8 thoughts on “The Transformative Power of “AND”

  1. Yes, “AND” makes a better convincing sense. But then why the sequence, from a place to vaster world? Could it not be the progress of an individual himself, he focusing on his realisations?

    • It is a sequence in geography, not in chronology. It also in a very real sense the thesis for the book of Acts. The rest of the book is merely a demonstration of how this played out in the first generation of the church. Even as Paul was going out into the ends of the earth, there were still people like James ministering in Jerusalem. At the end of the book, we still see both happening together.

      • But is that not more a perspective from the point of a missionary and not a seeker? Should there not be the essence of esoteric-spiritual possibility of an individual?

        • On both counts, not really. This was my perspective long before I became a missionary.

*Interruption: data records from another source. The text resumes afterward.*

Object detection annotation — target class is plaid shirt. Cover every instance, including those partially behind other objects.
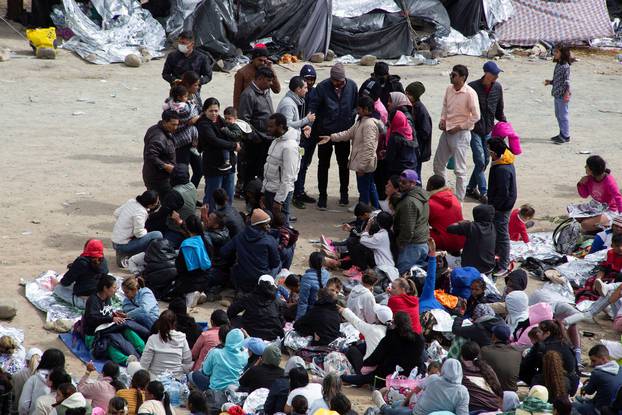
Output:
[551,63,570,98]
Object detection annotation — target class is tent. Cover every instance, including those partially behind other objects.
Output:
[496,0,613,46]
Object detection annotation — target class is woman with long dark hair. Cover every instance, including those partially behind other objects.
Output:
[197,98,240,211]
[140,310,192,378]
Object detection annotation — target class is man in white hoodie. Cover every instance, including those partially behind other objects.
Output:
[262,113,300,226]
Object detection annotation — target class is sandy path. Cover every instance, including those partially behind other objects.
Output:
[0,25,622,412]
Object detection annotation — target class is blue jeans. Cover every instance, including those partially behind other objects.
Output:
[555,98,570,138]
[263,192,294,226]
[203,173,235,212]
[356,173,380,209]
[294,134,317,197]
[467,131,490,195]
[112,231,162,256]
[397,242,428,275]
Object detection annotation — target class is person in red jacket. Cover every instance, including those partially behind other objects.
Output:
[508,204,536,243]
[387,278,422,334]
[426,174,464,256]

It was my perspective because it is good exegesis. The truth of what Jesus was saying is not some esoteric hidden knowledge. Jesus was speaking openly and publically to those who were about to lead the church he was inaugurating. He was saying that we will be witnesses here and there and everywhere. This truth is a reality for all who follow Him.

        • We should not read him too much on the human level, though his work work was to humanise Europe. But he is the Son of God, a divine Incarnation, Avatar as we would say, and his utterances have far deeper preciousness than what an immediate context would convey. He did not come to propagate; he brought a certain divine truth, psychic love, Love.

  2. Europe never knew Devotion, Bhakti, before Christ. See its efflorescence in the devotional upsurge in Europe, and also in India, and somewhere else too.

    • Christ never lived in Europe. But I guess it would be fair to say that Europe never knew devotion until Paul and others brought Christ. In the same way it would be fair to say that India never knew devotion until Thomas and others brought Christ. True devotion is only found in Christ.

      • The Indian Puranas like Vishnu Purana, Bhagawat Purana, written long before Christ are all about devotion and Bhakti. The story of the Avatars glorifies it with amazing wonders.

        It is the message and ministry of Christ through the apostles that humanised Europe. But then there were the cruelest Inquisitions also.